World War I barely touched Latin America, which was just as well because they were too busy fighting each other, and that continued, giving a new meaning to the Roaring Twenties. The Honduran Civil War ended in 1920, then Costa Rica and Panama kicked off the Coto War in 1921. Paraguay fell into Civil War the following year, then another Civil War erupted in Honduras in 1924. Nicaragua too fell into civil war in 1926 which descended into the Sandino Rebellion that lasted until 1933. Venezuela’s sadistic dictator Juan Vincente Gomez overcame a series of rebellions in 1929. Then there was Brazil where revolutions came along like buses between 1922 and 1938, and worthy of a large chapter on its own.

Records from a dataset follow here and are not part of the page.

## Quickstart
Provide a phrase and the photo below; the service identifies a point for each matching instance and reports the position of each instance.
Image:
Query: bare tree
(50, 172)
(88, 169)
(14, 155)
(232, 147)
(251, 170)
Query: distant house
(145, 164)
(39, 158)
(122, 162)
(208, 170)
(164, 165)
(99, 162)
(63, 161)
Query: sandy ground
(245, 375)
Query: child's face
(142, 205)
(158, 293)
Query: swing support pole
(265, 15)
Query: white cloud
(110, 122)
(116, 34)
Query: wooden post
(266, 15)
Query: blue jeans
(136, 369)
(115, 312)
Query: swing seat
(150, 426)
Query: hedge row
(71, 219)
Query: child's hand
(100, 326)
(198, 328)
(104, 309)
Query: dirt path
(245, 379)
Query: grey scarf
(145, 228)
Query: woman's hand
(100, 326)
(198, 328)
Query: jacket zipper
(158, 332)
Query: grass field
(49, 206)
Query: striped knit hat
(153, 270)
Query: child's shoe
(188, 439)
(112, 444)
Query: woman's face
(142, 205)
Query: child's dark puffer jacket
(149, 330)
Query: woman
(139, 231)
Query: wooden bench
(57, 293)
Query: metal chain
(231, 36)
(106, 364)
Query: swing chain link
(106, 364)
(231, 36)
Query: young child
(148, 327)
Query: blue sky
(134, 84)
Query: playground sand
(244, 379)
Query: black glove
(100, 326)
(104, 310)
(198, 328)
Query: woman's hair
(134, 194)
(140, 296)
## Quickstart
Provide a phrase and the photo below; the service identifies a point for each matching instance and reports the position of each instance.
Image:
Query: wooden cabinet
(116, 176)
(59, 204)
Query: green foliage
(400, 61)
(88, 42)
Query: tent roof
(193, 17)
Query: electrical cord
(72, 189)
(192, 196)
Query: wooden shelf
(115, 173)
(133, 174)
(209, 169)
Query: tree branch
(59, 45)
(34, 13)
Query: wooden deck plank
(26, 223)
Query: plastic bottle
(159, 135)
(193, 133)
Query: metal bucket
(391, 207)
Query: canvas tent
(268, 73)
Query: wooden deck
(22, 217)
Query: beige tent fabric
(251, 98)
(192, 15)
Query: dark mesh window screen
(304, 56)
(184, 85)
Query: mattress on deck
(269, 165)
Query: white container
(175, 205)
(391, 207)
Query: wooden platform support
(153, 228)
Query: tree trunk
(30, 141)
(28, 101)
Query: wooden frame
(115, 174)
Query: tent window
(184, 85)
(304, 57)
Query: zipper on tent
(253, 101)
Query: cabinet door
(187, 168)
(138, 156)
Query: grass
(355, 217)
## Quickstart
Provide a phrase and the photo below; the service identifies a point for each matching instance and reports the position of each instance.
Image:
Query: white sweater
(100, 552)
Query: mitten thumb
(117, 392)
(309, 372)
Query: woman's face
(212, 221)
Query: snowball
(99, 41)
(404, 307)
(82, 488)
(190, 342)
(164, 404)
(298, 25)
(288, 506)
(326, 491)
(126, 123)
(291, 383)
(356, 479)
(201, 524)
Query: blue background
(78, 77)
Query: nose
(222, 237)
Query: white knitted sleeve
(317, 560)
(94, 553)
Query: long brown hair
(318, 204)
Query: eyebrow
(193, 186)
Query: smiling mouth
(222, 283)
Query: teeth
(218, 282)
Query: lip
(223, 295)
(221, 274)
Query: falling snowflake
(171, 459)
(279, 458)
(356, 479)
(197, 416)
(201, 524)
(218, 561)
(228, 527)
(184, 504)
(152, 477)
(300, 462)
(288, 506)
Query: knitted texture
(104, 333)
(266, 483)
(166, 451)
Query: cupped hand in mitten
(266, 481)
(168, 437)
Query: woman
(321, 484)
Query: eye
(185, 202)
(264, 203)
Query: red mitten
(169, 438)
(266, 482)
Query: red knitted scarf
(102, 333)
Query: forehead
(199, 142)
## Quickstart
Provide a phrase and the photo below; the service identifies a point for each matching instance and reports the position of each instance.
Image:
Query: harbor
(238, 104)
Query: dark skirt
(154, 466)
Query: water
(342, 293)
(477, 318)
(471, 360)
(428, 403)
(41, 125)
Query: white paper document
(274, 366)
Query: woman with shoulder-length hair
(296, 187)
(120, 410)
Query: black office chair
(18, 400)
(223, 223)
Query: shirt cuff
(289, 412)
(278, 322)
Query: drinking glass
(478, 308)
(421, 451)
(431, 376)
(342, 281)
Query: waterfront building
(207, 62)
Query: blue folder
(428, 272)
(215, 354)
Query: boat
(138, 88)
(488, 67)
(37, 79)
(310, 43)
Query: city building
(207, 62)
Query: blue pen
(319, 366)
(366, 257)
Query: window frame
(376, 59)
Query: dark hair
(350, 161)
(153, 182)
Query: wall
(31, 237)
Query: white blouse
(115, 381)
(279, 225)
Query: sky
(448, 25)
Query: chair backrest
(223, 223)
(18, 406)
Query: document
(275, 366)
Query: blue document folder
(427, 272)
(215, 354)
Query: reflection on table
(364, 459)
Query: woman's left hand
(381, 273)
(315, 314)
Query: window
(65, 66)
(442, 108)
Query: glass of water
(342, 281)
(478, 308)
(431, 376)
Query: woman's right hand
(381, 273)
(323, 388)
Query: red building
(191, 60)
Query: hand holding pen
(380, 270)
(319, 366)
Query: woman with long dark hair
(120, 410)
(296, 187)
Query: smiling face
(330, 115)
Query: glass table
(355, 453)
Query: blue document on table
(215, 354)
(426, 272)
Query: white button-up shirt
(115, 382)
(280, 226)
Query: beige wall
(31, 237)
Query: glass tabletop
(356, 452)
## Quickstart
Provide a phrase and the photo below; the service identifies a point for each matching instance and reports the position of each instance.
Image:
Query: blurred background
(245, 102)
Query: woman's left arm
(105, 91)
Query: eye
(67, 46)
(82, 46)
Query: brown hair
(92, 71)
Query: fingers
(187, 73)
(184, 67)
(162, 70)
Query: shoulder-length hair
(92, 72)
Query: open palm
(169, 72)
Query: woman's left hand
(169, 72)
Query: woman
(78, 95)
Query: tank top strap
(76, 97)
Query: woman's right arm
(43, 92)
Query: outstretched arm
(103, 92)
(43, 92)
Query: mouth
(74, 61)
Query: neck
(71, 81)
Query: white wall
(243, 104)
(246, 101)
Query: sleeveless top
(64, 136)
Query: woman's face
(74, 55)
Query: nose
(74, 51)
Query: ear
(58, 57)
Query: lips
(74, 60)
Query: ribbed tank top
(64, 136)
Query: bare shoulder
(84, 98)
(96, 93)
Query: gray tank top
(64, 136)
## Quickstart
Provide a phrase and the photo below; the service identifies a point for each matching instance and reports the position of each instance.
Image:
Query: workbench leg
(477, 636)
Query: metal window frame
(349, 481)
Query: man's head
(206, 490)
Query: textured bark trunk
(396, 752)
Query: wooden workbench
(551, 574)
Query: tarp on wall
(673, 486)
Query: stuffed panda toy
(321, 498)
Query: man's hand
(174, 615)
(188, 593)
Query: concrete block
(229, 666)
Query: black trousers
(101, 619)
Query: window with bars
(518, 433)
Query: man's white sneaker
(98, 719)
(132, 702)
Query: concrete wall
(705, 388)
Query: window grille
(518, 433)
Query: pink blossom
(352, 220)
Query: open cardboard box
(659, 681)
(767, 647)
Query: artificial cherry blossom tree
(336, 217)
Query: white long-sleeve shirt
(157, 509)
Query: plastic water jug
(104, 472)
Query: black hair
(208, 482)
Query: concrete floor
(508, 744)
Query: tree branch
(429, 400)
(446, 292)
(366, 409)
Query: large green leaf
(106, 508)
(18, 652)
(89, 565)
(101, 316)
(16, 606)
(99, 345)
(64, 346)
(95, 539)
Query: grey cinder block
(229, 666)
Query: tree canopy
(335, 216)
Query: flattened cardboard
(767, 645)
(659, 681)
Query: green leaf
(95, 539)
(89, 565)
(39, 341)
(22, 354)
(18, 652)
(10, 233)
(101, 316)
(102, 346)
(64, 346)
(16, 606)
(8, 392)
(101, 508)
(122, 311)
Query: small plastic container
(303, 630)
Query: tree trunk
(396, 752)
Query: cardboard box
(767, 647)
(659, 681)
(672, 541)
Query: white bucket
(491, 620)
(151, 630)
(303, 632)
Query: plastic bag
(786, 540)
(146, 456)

Jowett deviates into US involvement in various conflicts, most notably Mexico, before returning to his chronological narrative with the Chaco War from 1932-1935 between Paraguay and Bolivia. We now see more warplanes and tanks entering the combat zones. The 1930s was the decade of coups in Argentina then Chile; Ecuador fell into civil war; and Cuba, Uruguay, and El Salvador suffered revolts. The mass ideologies of communism and fascism entered the frame. The decade ended with another rebellion in Mexico. Running through the 1930s were disputes over borders deep in the Amazon jungle between Colombia and Peru, and Peru and Ecuador who fought it out in 1941. World War II saw most Latin American countries support the US, though only Brazil offered ground support. Normal service resumed after the world war with civil war in Paraguay, the Dominican Republic and Costa Rica. A decade of war broke out in Colombia in 1948, though that country sent a force to help in Korea where it performed well. The 1950s was the decade of revolution. Puerto Rico, Bolivia, Guatemala, and, of course, Cuba. That island featured in the Bay of Pigs operation in 1961, but that decade also saw civil war in the Dominican Republic and various left-wing rebel movements, the most famous being Che Geuvara’s doomed effort in Bolivia.

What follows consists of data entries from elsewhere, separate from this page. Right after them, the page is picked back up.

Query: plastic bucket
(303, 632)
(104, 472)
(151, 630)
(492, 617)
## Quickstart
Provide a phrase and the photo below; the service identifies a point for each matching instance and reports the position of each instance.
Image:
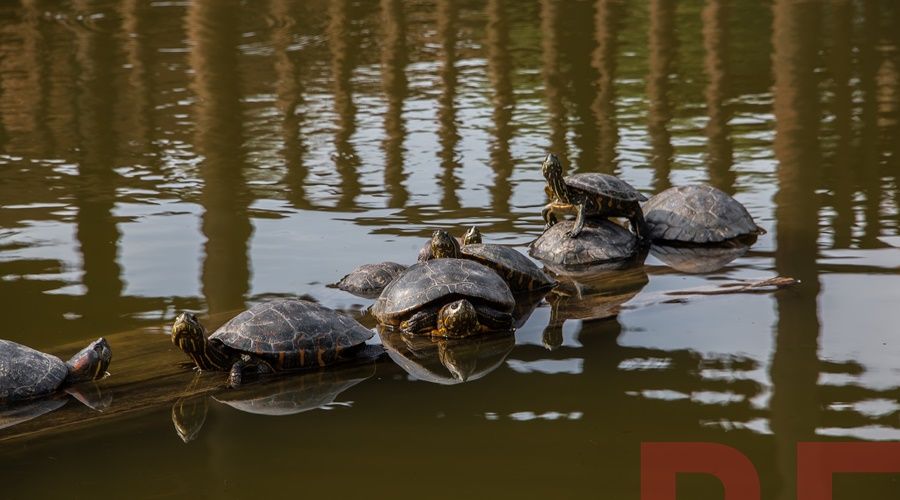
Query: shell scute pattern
(296, 328)
(512, 265)
(604, 185)
(697, 214)
(434, 280)
(27, 373)
(600, 241)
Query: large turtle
(601, 243)
(446, 298)
(279, 335)
(369, 280)
(26, 373)
(519, 272)
(590, 195)
(698, 214)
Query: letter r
(661, 462)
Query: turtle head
(443, 245)
(472, 236)
(458, 319)
(90, 363)
(552, 170)
(190, 336)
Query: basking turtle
(519, 272)
(26, 373)
(601, 242)
(446, 298)
(590, 195)
(471, 236)
(698, 214)
(368, 280)
(274, 336)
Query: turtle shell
(697, 214)
(604, 185)
(296, 333)
(368, 280)
(519, 271)
(26, 373)
(601, 241)
(439, 281)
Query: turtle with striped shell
(519, 272)
(590, 195)
(275, 336)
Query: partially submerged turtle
(447, 361)
(368, 280)
(601, 242)
(446, 298)
(590, 195)
(519, 272)
(698, 259)
(699, 214)
(26, 373)
(274, 336)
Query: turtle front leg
(420, 323)
(579, 221)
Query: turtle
(698, 259)
(26, 373)
(590, 195)
(368, 280)
(447, 361)
(519, 272)
(698, 214)
(471, 236)
(279, 335)
(602, 242)
(446, 298)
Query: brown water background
(160, 156)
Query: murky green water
(159, 156)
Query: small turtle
(519, 272)
(274, 336)
(446, 298)
(471, 236)
(590, 195)
(601, 242)
(368, 280)
(698, 214)
(26, 373)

There is a lot fighting to cover in Liberty or Death Latin American Conflicts and Jowett does a very good job of squeezing it all in to 352 pages. His text is clean if unexceptional with solid explanations of what went on in turbulent and often confusing times. There are also useful colour maps and many monochrome photographs but, surprisingly for an Osprey book, very few colour plates of uniforms. A useful bibliography is added for more in-depth research for those who want to dive into a fascinating but neglected theatre of almost constant warfare. 8/10.